GOP Rep. Thomas Massie lost to challenger Ed Gallrein on Tuesday in one of the most expensive primary contests in history, and it wasn’t especially close. Gallrein, a retired Navy SEAL, beat the incumbent by a vote of about 55 percent to 45 percent.
Yet by his telling, Massie’s real opponents were something much bigger. At a fundamental level, the irascible Kentucky libertarian pitted himself against President Donald Trump as well as a collection of forces, real and imagined, that Massie believes are steering Trump’s presidency: the “Zionists,” the “military-industrial complex,” AIPAC, and the “Epstein class.” His defeat is a vindication of Trump’s power, and also a victory for moral hygiene within the GOP. He confirmed as much in his concession speech Tuesday with a joke aimed at Israel: “I would have come out sooner but I had to call my opponent and concede, and it took a while to find Ed Gallrein in Tel Aviv.”

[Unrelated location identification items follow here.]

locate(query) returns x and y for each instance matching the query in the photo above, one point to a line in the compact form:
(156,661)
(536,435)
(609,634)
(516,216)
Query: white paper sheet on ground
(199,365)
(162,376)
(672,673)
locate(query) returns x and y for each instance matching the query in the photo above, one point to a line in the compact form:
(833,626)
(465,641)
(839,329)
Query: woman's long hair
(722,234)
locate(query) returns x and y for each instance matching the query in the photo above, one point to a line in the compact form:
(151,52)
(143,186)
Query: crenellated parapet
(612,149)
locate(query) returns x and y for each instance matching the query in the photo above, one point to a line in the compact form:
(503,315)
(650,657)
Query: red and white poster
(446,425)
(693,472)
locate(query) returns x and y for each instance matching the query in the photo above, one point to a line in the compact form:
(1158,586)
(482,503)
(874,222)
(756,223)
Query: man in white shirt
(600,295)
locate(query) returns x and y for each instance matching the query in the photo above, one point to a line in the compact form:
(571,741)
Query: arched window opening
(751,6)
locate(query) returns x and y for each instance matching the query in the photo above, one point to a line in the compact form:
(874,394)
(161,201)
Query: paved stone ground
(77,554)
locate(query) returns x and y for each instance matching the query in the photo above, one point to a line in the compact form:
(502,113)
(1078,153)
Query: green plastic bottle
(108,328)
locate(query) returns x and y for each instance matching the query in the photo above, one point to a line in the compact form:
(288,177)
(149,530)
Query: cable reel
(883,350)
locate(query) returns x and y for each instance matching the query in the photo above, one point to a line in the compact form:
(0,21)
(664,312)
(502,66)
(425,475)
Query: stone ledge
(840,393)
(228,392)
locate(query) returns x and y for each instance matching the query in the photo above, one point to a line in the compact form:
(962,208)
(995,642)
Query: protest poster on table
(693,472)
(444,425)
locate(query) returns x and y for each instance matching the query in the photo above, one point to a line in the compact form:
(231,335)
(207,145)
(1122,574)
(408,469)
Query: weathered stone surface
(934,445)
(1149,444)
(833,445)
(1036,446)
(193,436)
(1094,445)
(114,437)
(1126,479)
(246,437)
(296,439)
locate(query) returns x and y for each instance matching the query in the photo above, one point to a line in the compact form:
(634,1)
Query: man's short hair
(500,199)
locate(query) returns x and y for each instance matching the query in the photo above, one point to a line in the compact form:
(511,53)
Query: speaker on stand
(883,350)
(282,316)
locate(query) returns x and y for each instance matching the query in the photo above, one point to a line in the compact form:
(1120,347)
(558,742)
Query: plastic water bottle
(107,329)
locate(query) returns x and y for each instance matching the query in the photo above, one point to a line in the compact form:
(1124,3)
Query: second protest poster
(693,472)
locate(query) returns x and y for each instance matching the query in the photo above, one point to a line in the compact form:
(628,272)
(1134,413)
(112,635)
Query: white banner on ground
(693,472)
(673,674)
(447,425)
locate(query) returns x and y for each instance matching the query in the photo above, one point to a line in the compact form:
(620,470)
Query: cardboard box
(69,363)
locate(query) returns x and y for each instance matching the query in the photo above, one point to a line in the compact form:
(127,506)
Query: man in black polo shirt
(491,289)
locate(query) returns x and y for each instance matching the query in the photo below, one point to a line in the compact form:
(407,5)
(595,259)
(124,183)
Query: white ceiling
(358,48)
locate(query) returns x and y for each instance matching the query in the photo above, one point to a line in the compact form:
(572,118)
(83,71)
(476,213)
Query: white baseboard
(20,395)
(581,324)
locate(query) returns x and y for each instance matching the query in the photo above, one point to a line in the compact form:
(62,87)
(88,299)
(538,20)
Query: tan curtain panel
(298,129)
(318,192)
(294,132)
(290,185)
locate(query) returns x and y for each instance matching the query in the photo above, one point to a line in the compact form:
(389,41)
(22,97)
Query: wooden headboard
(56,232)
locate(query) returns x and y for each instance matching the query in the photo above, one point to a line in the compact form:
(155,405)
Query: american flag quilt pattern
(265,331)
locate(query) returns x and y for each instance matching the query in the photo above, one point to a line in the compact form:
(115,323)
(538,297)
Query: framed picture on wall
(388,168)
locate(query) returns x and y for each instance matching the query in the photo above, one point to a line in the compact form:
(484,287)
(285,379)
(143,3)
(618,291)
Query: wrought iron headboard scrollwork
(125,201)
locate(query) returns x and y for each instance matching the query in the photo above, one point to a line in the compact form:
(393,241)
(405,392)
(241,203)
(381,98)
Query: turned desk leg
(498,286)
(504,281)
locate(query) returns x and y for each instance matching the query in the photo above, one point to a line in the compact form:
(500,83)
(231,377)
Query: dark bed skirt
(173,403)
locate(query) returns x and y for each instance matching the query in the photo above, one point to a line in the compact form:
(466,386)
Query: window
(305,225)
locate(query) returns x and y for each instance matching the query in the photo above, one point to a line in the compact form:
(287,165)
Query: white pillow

As recently as 2024, Massie would have seemed an odd standard-bearer for what’s now known as the “America First” wing of the right: a cohort of politicians like former congresswoman Marjorie Taylor Greene, media figures such as Tucker Carlson, and an unknown number of voters, all of whom have broken with Trump over his alliance with Israel and his handling of the Jeffrey Epstein files. Before he became a populist conspiracist, Massie was a libertarian from central casting. He was first elected to represent Kentucky’s 4th Congressional District in 2012, when the enthusiasm of the Tea Party movement still lingered.